Thanks for sharing your thoughts, @Mautpreller. I'll provide more detail about the different points you mention:
How do you know which languages the users were interested in? Did you ask them?
Yes. We have tested the feature in different stages and contexts: we tested initial prototypes, the developed feature supporting interlanguage links and also its use for language selection in Content Translation. When recruiting users for our research sessions we asked for the languages they know to get a diverse group of testers. In some tests we proposed some specific languages including some of those they know and in other tests we just ask them to look for their languages in general.
This is a misguided assumption. Why shouldn't they want to see if there are other sources, or pictures, than in their own language?
Note that I wrote that "users not speaking Italian won't be likely to go and read the Italian Wikipedia version". I'm aware that there are many other activities where it makes sense to visit versions of an article in a language you don't understand. However, I think that cross-language navigation to read content is an important enough scenario to provide some better support for it.
Instead of simply improving the search for the language versions, you prefer to tell the users what "they want". Top-down instead of bottom-up, patronizing instead of empowerment.

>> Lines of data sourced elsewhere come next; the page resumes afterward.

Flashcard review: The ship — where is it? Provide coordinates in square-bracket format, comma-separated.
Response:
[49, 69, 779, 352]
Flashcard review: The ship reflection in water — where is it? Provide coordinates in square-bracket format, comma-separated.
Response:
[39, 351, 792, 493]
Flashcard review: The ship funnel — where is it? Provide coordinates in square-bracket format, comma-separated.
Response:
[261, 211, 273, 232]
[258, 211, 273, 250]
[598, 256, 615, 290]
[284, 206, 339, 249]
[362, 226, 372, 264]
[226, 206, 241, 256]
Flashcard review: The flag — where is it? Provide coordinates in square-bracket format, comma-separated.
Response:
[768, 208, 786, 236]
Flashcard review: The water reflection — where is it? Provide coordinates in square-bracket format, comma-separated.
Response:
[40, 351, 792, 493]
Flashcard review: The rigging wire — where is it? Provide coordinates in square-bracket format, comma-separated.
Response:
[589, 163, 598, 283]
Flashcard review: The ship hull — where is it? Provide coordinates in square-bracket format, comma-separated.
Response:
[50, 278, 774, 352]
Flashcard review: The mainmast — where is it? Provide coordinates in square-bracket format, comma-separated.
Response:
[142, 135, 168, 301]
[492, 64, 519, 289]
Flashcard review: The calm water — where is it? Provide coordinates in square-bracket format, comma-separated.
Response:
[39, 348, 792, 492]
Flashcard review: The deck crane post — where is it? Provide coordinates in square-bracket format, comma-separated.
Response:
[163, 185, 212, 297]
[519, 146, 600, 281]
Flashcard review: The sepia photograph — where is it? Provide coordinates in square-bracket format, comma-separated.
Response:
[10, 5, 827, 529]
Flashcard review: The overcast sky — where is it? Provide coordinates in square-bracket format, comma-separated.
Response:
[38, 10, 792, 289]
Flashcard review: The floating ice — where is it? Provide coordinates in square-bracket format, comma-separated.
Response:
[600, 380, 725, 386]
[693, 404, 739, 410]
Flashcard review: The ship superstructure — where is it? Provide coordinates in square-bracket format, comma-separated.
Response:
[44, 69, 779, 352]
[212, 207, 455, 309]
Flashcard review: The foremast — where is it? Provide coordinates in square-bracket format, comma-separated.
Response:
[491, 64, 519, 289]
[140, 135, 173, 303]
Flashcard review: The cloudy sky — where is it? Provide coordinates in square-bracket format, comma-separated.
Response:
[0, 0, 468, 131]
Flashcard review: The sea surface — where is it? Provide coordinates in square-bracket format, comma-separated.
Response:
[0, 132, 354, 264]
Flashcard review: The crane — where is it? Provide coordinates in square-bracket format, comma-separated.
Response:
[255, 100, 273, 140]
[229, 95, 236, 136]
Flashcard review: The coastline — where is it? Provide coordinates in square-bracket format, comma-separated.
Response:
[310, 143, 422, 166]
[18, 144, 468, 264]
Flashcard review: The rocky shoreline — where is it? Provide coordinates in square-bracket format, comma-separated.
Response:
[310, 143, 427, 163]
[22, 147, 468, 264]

I don't understand this point. The languages that are surfaced do not came from "us", but they come mainly from the users themselves in different ways:
- The main criteria for surfacing languages is the explicit previous choices the user does. Each time the user navigates across languages, the user is selecting the languages that will appear next time.

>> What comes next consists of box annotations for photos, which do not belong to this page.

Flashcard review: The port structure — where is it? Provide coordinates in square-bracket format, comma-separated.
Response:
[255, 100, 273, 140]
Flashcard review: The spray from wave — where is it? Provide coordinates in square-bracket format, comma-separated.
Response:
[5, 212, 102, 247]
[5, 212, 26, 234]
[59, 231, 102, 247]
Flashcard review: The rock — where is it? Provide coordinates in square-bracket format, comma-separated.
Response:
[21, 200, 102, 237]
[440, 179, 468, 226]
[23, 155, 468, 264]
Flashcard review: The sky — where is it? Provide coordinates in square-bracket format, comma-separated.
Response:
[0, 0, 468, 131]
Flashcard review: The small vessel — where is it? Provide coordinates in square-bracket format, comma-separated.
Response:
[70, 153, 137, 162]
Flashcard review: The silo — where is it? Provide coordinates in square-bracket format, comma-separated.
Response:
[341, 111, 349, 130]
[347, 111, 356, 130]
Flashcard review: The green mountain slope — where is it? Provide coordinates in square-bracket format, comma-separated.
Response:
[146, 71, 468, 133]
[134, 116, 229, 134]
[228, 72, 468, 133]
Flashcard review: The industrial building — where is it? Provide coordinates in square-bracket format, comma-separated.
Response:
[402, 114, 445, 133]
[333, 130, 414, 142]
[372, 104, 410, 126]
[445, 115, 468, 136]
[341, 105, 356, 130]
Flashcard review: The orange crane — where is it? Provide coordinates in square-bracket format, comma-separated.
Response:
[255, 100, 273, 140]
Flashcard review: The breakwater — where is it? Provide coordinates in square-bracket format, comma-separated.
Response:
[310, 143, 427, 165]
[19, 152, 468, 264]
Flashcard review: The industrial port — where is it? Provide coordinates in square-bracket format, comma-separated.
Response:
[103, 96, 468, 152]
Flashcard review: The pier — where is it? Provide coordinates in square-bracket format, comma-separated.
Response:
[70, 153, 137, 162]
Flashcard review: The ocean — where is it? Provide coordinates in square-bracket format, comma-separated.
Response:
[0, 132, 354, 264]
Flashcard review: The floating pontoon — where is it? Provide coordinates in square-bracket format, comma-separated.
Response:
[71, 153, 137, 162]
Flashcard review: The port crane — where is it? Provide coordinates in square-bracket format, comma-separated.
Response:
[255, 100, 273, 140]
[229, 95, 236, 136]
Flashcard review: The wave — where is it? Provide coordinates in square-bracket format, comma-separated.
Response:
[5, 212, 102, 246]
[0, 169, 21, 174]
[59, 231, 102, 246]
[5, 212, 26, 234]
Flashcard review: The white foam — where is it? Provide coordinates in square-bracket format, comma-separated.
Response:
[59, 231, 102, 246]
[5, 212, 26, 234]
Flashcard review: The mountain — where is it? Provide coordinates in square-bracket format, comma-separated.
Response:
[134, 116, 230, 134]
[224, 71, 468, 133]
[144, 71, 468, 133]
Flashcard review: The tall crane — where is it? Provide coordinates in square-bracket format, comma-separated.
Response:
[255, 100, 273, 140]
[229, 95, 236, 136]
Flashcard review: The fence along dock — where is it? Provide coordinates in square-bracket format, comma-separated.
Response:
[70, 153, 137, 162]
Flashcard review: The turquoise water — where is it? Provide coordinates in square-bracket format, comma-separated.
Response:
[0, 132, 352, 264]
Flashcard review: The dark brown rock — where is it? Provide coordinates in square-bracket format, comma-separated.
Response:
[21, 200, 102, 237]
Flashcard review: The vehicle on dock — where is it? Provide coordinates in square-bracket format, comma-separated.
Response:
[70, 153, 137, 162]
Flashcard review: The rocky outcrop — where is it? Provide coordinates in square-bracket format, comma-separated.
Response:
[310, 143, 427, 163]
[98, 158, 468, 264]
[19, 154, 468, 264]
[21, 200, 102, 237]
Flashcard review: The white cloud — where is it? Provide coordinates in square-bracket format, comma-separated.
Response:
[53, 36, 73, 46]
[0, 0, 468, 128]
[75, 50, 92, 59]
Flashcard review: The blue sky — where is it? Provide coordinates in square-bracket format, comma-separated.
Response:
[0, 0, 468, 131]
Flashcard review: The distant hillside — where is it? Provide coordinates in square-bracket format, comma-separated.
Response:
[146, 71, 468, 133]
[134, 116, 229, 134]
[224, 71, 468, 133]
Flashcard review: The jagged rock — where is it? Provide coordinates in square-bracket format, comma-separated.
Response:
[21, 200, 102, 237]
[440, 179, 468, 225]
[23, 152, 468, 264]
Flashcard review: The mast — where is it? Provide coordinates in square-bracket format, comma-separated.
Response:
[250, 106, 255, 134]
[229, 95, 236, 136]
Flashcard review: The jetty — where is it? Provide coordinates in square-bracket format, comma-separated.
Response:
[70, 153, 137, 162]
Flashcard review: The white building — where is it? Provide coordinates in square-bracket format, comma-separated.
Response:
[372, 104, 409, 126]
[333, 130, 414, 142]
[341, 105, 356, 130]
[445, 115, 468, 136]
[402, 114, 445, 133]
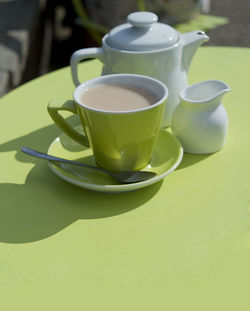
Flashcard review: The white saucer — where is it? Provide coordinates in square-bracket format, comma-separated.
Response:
[48, 129, 183, 193]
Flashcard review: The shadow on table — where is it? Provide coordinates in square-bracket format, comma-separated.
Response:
[0, 120, 162, 243]
[0, 118, 210, 243]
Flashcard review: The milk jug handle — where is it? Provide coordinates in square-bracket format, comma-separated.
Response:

- The languages of the user browser are also considered. Those languages are selected by the user directly (through configuration) or implicitly (by installing a specific language version of their browser and keeping the defaults).

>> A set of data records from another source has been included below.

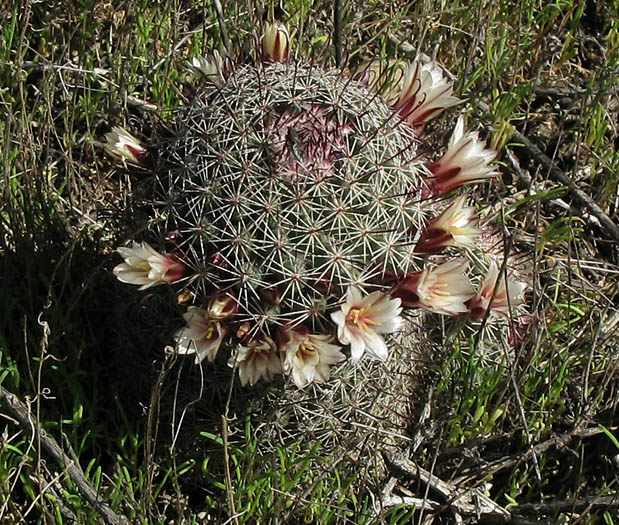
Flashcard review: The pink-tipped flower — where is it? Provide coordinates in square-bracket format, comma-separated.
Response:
[391, 259, 475, 315]
[187, 50, 224, 85]
[113, 242, 185, 290]
[262, 22, 290, 62]
[104, 126, 149, 167]
[415, 195, 481, 253]
[468, 261, 527, 319]
[394, 60, 460, 129]
[428, 117, 499, 196]
[228, 336, 282, 386]
[207, 293, 239, 321]
[331, 286, 404, 363]
[279, 326, 346, 388]
[175, 306, 227, 364]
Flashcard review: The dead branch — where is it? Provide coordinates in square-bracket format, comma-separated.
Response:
[512, 131, 619, 245]
[386, 452, 511, 522]
[0, 386, 129, 525]
[513, 494, 619, 516]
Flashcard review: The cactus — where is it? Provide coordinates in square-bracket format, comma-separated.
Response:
[108, 18, 524, 488]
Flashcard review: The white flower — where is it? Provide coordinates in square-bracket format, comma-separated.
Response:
[228, 336, 282, 386]
[468, 261, 527, 319]
[428, 117, 499, 195]
[174, 306, 227, 364]
[331, 286, 404, 363]
[415, 195, 481, 253]
[207, 293, 239, 320]
[104, 126, 148, 166]
[394, 60, 460, 128]
[262, 22, 290, 62]
[279, 327, 346, 388]
[113, 242, 185, 290]
[187, 50, 224, 84]
[392, 259, 475, 315]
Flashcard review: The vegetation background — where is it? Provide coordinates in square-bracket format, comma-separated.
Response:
[0, 0, 619, 524]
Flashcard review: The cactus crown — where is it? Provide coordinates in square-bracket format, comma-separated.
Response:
[153, 62, 432, 335]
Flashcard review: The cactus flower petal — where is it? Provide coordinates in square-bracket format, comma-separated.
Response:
[228, 336, 282, 386]
[262, 22, 290, 62]
[114, 242, 185, 290]
[331, 286, 404, 363]
[104, 126, 149, 166]
[394, 61, 460, 129]
[428, 117, 498, 196]
[279, 327, 346, 388]
[392, 259, 475, 315]
[415, 195, 481, 253]
[468, 261, 527, 319]
[175, 306, 227, 364]
[187, 50, 224, 85]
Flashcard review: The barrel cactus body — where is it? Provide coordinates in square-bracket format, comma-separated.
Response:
[153, 62, 426, 337]
[107, 25, 525, 476]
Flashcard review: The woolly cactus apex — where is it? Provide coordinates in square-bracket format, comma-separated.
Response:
[108, 22, 521, 389]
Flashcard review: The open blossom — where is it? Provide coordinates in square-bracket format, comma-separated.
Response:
[262, 22, 290, 62]
[394, 60, 460, 128]
[415, 195, 481, 253]
[392, 259, 475, 315]
[228, 336, 282, 386]
[187, 50, 224, 84]
[468, 261, 527, 319]
[114, 242, 185, 290]
[104, 126, 149, 166]
[207, 293, 239, 321]
[331, 286, 404, 363]
[428, 117, 498, 196]
[175, 306, 227, 364]
[279, 326, 346, 388]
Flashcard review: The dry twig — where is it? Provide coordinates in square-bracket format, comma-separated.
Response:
[0, 386, 129, 525]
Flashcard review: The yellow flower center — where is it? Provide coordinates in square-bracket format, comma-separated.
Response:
[346, 305, 380, 332]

- The user Babel box is considered also as an indicator of the languages the user knows. This is aded by users in their user pages to communicate the languages they speak.
- Each wiki can configure some relevant languages to be considered. This is a community decision, and it was already happening with the old system where some communities showed related languages on top of the list.
- When there are no other clues, geolocation is used based on the language information on CLDR, which is a crowdsourced language-related repository where everyone can contribute to.
- Finally there are several other low priority criteria that came from the article content (e.g., being a featured article) or in the case of the lack of the above based on statistics on the most spoken languages.
In contrast to the previous situation where languages that appear at the top of a long list are based on the ISO code, I think the current approach takes much more user input into account for them to make a choice.